- An implementation for UniHR: Hierarchical Representation Learning for Unified Knowledge Graph Link Prediction
Beyond-triple fact representations including hyper-relational facts with auxiliary key-value pairs, temporal facts with additional timestamps, and nested facts implying relationships between facts, are gaining significant attention. However, existing link prediction models are usually designed for one specific type of facts, making it difficult to generalize to other fact representations. To overcome this limitation, we propose a Unified Hierarchical Representation learning framework (UniHR) for unified knowledge graph link prediction.
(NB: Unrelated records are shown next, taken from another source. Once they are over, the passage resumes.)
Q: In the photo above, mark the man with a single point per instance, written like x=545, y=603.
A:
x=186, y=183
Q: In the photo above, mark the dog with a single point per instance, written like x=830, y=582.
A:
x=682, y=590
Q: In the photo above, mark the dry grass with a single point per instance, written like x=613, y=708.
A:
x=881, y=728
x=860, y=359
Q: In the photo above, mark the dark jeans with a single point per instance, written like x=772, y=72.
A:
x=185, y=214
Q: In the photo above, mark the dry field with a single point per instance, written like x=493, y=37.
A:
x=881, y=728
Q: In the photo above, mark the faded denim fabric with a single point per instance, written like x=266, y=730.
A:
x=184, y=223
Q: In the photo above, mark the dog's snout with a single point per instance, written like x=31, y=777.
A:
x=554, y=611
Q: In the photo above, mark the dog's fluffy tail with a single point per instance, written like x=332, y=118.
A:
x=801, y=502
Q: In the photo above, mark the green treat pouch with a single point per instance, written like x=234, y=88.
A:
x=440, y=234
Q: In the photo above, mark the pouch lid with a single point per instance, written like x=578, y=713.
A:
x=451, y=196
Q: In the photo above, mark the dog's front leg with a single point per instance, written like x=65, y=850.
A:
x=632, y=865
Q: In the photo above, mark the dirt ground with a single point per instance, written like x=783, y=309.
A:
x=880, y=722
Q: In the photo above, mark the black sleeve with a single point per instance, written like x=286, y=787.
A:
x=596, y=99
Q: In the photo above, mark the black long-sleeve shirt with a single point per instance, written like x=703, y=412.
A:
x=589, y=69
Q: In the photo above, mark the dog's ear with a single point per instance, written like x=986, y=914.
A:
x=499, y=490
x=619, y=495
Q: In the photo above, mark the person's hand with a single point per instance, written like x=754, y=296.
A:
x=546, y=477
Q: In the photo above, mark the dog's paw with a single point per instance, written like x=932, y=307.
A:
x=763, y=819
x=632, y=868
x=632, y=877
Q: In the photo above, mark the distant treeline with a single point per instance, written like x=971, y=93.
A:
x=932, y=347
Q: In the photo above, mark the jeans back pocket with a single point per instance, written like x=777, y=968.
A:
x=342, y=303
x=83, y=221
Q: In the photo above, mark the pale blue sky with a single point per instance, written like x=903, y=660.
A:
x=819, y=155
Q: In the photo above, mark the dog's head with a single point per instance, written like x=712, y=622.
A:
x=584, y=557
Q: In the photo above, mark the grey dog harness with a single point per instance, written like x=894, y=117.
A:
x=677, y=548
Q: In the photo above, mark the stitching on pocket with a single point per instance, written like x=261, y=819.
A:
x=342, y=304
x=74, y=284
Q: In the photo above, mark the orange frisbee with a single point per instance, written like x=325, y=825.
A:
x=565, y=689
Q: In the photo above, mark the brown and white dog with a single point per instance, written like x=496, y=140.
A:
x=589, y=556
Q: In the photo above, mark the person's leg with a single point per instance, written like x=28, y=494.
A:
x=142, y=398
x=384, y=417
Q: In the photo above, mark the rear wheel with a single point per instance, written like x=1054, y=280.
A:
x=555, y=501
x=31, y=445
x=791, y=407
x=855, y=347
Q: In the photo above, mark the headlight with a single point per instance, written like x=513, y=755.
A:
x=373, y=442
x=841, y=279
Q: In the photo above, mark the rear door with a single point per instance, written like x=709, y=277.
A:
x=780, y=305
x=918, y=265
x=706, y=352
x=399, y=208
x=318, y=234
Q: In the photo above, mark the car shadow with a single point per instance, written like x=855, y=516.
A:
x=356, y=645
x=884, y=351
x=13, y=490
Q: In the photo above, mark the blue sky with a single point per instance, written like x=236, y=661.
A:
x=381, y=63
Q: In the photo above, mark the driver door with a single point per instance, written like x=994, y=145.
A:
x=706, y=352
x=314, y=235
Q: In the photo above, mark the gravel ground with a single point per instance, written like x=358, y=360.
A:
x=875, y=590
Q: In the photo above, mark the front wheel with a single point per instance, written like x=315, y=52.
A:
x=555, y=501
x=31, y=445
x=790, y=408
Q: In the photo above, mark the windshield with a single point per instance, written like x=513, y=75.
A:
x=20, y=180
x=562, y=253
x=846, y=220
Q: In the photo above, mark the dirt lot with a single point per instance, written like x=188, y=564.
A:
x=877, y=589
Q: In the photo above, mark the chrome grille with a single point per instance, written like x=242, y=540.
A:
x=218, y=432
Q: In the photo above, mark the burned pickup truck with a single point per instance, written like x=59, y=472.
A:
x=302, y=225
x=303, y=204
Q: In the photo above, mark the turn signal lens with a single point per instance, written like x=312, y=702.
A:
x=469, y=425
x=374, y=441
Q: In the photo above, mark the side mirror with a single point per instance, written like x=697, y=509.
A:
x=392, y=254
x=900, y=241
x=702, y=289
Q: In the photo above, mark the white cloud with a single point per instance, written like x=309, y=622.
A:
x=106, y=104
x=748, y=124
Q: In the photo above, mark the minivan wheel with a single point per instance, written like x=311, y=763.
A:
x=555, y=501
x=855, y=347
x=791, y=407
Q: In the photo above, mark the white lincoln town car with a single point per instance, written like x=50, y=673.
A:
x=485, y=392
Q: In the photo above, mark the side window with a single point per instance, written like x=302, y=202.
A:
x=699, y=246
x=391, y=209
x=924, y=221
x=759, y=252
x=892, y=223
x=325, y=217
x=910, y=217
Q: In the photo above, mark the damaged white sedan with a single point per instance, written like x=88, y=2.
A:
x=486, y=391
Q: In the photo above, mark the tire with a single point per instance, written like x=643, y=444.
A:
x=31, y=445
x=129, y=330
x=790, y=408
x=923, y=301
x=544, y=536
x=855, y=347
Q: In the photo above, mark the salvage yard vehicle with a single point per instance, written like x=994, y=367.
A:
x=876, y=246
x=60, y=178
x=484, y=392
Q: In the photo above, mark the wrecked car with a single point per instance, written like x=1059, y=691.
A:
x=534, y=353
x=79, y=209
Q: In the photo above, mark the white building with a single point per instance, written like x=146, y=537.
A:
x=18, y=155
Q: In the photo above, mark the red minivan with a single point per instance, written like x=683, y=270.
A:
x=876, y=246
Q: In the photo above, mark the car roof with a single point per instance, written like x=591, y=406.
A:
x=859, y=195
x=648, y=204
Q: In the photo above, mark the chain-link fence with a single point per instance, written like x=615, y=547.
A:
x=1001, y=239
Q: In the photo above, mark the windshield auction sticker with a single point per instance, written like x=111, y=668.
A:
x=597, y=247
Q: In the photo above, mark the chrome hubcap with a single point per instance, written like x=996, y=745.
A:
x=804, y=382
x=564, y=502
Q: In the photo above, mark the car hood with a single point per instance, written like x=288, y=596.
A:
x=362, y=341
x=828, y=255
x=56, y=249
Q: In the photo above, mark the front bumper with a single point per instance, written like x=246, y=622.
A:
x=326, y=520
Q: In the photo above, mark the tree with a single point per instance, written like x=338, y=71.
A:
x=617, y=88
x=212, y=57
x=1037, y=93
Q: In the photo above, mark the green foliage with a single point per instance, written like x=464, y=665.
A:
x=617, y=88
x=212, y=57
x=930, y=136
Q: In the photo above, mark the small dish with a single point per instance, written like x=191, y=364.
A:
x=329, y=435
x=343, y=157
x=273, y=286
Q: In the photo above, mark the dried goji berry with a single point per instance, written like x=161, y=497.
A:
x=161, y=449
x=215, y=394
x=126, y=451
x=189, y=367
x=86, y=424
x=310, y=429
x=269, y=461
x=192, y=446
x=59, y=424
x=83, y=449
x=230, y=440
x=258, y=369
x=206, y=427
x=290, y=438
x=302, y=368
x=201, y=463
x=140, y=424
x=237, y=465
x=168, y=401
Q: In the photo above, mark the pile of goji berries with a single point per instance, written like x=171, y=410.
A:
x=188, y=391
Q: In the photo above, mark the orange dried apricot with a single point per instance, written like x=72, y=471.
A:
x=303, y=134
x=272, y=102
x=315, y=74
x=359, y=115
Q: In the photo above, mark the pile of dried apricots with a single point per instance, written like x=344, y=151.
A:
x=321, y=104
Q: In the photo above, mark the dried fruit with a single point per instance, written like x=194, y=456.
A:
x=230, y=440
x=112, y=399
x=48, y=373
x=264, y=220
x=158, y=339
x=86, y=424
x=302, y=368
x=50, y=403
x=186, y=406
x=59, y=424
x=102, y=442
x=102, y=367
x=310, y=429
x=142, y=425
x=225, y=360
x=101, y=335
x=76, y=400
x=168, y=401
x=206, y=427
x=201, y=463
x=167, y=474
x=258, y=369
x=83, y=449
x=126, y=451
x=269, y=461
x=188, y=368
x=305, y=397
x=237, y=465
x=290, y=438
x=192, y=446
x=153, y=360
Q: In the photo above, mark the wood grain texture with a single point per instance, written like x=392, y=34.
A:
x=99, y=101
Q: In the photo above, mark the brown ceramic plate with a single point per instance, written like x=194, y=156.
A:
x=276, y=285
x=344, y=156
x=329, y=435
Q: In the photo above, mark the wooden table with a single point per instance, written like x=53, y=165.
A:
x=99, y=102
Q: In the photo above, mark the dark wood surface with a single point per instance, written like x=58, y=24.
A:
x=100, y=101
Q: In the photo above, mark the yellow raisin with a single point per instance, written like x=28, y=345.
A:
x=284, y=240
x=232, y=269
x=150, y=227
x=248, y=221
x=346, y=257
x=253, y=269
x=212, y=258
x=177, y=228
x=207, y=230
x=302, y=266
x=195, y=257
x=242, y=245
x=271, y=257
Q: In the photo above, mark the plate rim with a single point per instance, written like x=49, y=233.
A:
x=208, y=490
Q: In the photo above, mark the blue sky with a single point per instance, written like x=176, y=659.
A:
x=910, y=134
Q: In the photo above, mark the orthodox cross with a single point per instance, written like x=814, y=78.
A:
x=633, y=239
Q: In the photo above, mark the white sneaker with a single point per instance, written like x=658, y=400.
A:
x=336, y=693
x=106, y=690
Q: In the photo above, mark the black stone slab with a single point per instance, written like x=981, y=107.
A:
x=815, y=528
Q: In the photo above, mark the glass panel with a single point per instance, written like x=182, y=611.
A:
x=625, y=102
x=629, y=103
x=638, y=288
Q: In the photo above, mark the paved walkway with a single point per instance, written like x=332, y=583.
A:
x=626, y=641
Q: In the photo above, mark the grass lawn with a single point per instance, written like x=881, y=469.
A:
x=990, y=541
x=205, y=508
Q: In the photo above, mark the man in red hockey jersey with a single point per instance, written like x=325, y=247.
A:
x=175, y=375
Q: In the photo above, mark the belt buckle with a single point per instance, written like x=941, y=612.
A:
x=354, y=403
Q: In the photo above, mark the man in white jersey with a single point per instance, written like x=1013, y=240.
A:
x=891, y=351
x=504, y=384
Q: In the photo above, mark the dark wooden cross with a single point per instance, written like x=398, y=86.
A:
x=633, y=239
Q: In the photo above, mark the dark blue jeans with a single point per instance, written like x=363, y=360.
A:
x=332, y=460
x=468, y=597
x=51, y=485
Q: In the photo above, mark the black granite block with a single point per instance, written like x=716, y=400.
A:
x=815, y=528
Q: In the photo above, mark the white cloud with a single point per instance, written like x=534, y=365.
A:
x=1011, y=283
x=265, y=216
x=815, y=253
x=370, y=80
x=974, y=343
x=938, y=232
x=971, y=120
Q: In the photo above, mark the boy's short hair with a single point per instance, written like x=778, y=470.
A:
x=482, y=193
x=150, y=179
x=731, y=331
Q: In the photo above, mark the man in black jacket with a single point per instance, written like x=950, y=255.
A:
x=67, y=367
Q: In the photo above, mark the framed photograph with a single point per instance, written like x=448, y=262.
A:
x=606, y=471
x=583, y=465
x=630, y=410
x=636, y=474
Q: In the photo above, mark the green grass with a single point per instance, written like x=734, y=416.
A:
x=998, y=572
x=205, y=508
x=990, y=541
It consists of a unified Hierarchical Data Repre- sentation (HiDR) module and a unified Hierarchical Representation Learning (HiRL) module as graph encoder. The HiDR module unifies hyper-relational KGs, temporal KGs, and nested factual KGs into triple-based representations. Then HiRL incorporates intra-fact and inter-fact message passing, focusing on enhanc- ing the semantic information within individual facts and enriching the structural information between facts. Experimental results demonstrate that our UniHR outperforms baselines designed for one specific kind of KG, indicating strong generalization capability of HiDR form and the effectiveness of HiRL module.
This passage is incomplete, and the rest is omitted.